I was at least 15 or 16 before I tried to start writing a novel, and I certainly never finished any of those "early works" (well, all 2 of them). I think the first one was the ill-fated cyberpunk reinterpretation of The Nutcracker--entitled, of course, NetCracker. Or possibly it was the other untitled cyberthriller about the guy with the cyber-hand who is assigned to infiltrate a high-tech corporation, who meets and teams up with a teenage punk girl with a genius for gadgets and a penchant for running away from home. I even outlined most of that one in great detail, and wrote at least 30 or 40 pages. It starts with the rather cringe-worthy line "The sweat ran down Ian's body in rivulets as he staggered out of the room where he had just passed his physical endurance test." Eww.
Still, I suppose those are probably better than my other attempts at the time--the one-act play about a waiting room that was a metaphor for death; the SOOOOPER lame vampire-lust short story that nobody, I repeat NOBODY should ever read; or the one simply titled "MYSTERY" that seems to be a pseudo-Victorian tale set in Drury Lane, London and riddled with Dickensian stereotype characters like the former street waif Tommy and the unfortunately-named Jenny Robinthwaite. I might have been 13 or 14 when I wrote that one. It boasts such great lines as "Ask me not why" and "Sleep now, you scalawag" and "I've never seen a better fight in my life!"
Amusing as my early writings seem to me now, I wonder what would have happened if I'd had a chance to meet an author when I was younger, to ask questions about what it was like to be a writer and how to get there. Probably nothing, since I was pretty darn focused on being an artist, but still. Maybe I would have spent more time on it. Or, on the other hand, maybe I wouldn't have taken so many risks with my writing, tried so many odd (some might say ridiculous) ideas. I mean, there's nothing like education to make you suddenly wonder what you're doing wrong. So maybe it worked out for the best after all, eh?
4 comments:
Ask me not why for what the bell is tolling...eth... Heh. At least you were trying to write something INTERESTING. I'm still cringing at the detective series I wrote at 13, starring This Boy I Liked as my police captain.
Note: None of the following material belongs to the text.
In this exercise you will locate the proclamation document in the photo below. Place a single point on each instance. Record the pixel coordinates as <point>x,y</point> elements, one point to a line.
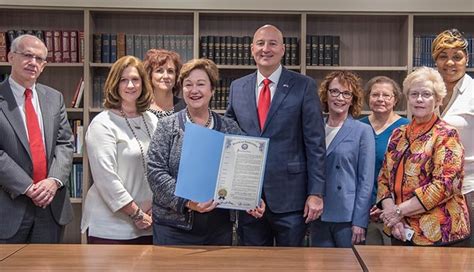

I'd rather have written bad steampunk...
I'm glad to hear your school visit went well. I am in front of audiences fairly regularly, but I think I'd need something strong to get me through sharing my own work in a school environment like that.
And OMG "NetCracker" is such an amazingly funny cringey wonderful title. I want it to be a book *and* a movie.
i so wish i had the writing of my youth but i suspect i purged it as i periodically did with most creative output (paintings included) for the first 30 years or so of my life.
but i have to say... NetCracker, for some reason the first thing that popped into my head was you outlining that and then having different authors handle each chapter. i have no idea why a mash-up like that popped into my head, but there you go.
I'm sorry to report, guys, that NetCracker (like 99% of the poetry I wrote at the time) should never see the light of day. I promise. Although, if I find an amusing excerpt, I promise to post it here.
I probably should purge some of that stuff--I think I did purge some, or some has been lost in a box somewhere--but I have a sentimental attachment to what's left of it, even if most of it now makes me want to run screaming. What I like is that it reminds me of that feeling when I used to write purely for enjoyment, out of inspiration and inner drive. A valuable reminder!